About 18 months ago McDonald's was struggling to say the least. Their new CEO has really made some changes in their restaurant menu approach and of course financially. Interesting short read.

Regards, Mike

http://www.agweb.com/article/mcdonalds-turnaround-revs-up-abroad-as-sales-top-estimates-blmg/


----------



## Teslan (Aug 20, 2011)

I have heard that their switch to real butter and other restaurants have started doing the same and adding more cheese is due to the huge glut on of dairy products. Most likely making those things very cheap to buy and a good promotion at the same time.


----------



## Vol (Jul 5, 2009)

Teslan said:


> I have heard that their switch to real butter and other restaurants have started doing the same and adding more cheese is due to the huge glut on of dairy products. Most likely making those things very cheap to buy and a good promotion at the same time.


Could be....but eliminating or reducing high fructose corn syrup would not be a cost saver....but a legitimate healthy benefit.

Regards, Mike


----------



## deadmoose (Oct 30, 2011)

Interesting read. I want to say its been about 4 years since I have eaten there. I do not miss it at all.


----------



## Vol (Jul 5, 2009)

deadmoose said:


> Interesting read. I want to say its been about 4 years since I have eaten there. I do not miss it at all.

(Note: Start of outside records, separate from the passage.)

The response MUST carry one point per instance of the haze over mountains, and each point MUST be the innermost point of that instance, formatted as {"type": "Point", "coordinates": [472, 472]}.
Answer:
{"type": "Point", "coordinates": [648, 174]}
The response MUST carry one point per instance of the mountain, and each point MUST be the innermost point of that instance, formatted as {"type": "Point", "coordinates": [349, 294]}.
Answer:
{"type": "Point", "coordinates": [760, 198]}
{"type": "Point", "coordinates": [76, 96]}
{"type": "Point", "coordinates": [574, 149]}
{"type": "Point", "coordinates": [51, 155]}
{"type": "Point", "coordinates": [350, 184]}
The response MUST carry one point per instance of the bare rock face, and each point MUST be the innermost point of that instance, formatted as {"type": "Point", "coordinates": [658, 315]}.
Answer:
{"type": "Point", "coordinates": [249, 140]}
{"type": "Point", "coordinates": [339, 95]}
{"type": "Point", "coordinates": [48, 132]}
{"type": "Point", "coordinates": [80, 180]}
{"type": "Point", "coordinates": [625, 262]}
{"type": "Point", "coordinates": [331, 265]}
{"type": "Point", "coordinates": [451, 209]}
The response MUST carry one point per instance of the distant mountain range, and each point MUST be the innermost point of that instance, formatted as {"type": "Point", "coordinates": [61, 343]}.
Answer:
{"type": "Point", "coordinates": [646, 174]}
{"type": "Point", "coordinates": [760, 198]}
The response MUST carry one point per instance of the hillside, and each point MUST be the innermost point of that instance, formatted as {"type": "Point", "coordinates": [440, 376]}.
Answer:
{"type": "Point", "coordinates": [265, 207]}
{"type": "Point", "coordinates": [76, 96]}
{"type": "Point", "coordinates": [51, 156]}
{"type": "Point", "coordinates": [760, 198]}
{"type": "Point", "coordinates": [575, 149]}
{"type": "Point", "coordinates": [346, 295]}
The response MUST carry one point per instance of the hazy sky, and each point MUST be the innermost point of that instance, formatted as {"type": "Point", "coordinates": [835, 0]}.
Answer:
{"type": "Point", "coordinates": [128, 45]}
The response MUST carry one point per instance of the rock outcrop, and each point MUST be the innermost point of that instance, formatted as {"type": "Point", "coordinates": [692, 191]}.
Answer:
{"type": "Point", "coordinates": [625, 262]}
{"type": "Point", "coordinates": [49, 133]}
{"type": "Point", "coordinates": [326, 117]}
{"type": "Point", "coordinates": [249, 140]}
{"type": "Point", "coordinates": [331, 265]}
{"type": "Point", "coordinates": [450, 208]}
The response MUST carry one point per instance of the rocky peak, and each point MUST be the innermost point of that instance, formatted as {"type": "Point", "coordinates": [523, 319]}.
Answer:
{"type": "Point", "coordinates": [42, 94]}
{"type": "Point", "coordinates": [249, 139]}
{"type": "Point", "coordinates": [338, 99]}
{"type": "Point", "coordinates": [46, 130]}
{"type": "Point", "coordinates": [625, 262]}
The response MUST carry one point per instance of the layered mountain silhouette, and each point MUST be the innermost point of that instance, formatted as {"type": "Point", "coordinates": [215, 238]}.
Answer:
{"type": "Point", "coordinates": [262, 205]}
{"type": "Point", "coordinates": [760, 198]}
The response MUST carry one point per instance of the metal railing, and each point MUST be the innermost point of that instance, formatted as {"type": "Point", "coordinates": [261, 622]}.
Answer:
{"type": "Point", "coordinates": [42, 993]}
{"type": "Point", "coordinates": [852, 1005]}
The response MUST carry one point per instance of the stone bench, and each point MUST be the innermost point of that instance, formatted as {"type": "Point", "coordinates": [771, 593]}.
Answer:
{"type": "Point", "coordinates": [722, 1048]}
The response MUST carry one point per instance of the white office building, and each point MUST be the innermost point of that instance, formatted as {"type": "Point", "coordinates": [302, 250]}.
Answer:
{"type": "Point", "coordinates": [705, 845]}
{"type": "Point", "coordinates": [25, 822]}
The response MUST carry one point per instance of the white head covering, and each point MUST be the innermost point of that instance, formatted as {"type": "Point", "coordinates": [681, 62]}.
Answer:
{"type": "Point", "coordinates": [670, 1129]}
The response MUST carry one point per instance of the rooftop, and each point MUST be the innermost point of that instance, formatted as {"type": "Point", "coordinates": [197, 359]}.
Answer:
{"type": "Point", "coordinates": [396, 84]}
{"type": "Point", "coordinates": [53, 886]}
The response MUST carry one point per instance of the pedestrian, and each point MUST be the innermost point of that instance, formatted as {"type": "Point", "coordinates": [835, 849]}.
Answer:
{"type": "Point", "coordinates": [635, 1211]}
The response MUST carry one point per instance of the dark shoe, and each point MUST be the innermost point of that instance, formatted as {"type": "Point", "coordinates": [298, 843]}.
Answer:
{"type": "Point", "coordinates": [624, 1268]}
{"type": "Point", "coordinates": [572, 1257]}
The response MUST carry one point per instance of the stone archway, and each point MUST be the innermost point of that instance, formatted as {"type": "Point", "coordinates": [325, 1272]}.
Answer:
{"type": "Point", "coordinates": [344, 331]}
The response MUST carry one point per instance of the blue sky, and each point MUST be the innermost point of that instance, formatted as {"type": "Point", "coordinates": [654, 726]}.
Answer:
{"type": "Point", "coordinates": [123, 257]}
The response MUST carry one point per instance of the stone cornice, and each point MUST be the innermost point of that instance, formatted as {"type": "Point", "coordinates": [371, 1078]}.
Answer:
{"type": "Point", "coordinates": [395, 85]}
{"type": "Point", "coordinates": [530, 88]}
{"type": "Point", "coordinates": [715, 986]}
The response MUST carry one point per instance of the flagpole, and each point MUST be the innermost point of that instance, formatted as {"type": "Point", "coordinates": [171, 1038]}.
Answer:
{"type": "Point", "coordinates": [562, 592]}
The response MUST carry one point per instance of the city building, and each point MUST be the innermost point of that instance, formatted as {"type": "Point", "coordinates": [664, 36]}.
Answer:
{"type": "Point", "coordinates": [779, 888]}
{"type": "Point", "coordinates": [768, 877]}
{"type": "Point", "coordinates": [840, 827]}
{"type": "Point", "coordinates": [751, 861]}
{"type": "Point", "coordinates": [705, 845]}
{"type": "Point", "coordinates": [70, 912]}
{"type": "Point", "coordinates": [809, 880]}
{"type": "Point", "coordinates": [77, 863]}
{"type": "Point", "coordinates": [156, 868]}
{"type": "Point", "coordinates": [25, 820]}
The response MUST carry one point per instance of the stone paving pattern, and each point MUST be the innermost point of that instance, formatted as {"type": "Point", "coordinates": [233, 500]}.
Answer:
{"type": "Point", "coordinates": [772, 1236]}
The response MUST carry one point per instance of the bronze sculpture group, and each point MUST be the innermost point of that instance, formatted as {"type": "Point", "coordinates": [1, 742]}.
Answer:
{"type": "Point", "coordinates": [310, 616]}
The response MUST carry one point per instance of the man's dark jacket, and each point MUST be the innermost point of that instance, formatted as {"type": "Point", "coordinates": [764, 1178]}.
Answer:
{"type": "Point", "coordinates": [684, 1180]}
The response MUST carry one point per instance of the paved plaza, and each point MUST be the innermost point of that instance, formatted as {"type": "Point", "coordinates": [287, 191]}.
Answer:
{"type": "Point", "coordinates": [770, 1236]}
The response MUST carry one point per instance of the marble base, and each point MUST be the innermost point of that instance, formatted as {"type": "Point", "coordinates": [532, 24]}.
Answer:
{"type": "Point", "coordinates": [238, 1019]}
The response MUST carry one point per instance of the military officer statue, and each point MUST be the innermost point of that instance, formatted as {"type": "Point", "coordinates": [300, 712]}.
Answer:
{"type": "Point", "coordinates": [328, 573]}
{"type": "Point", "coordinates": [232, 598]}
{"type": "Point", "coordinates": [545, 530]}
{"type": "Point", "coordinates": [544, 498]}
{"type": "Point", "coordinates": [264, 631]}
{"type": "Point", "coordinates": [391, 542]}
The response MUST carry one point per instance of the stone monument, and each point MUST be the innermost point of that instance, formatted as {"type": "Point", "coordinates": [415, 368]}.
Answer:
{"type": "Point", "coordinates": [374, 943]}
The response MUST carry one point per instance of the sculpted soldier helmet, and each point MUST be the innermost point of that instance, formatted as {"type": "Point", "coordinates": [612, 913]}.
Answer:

I agree....but here the bacon egg and cheese biscuit is excellent....but the biscuit makers here are great. But other McD's....not so much.

Regards, Mike


----------



## deadmoose (Oct 30, 2011)

I will take your word for it.


----------



## RockmartGA (Jun 29, 2011)

McDonald's food is what it is. I can choke down a quarter-pounder if I have to.

What keeps me away is the surly, mumbling, incompetent help that cannot get an order right.


----------



## somedevildawg (Jun 20, 2011)

You done said a mouthful rockmart......I can stand the food, but can't tolerate the service in most cases, some are better than others. I don't care for my cashier or server to have "Thug" tattooed on his/her neck.....


----------



## Grateful11 (Apr 5, 2009)

I still like their Egg McMuffin.


----------



## Swv.farmer (Jan 2, 2016)

Can I have a egg biscuit so that is a egg and cheese busicut with pickles.


----------



## mlappin (Jun 25, 2009)

either a sausage biscuit for breakfast, or a big mac, don't do either often. I'f I'm gonna do breakfast on the run would much rather have on of Chic Fil A's sausage biscuits.


----------



## Lewis Ranch (Jul 15, 2013)

Although their food isn't the best I eat breakfast at McDonald's nearly every morning as that's where the old men gather for coffee and I enjoy socializing for 5 minutes or 30 if I've got time in the morning.


----------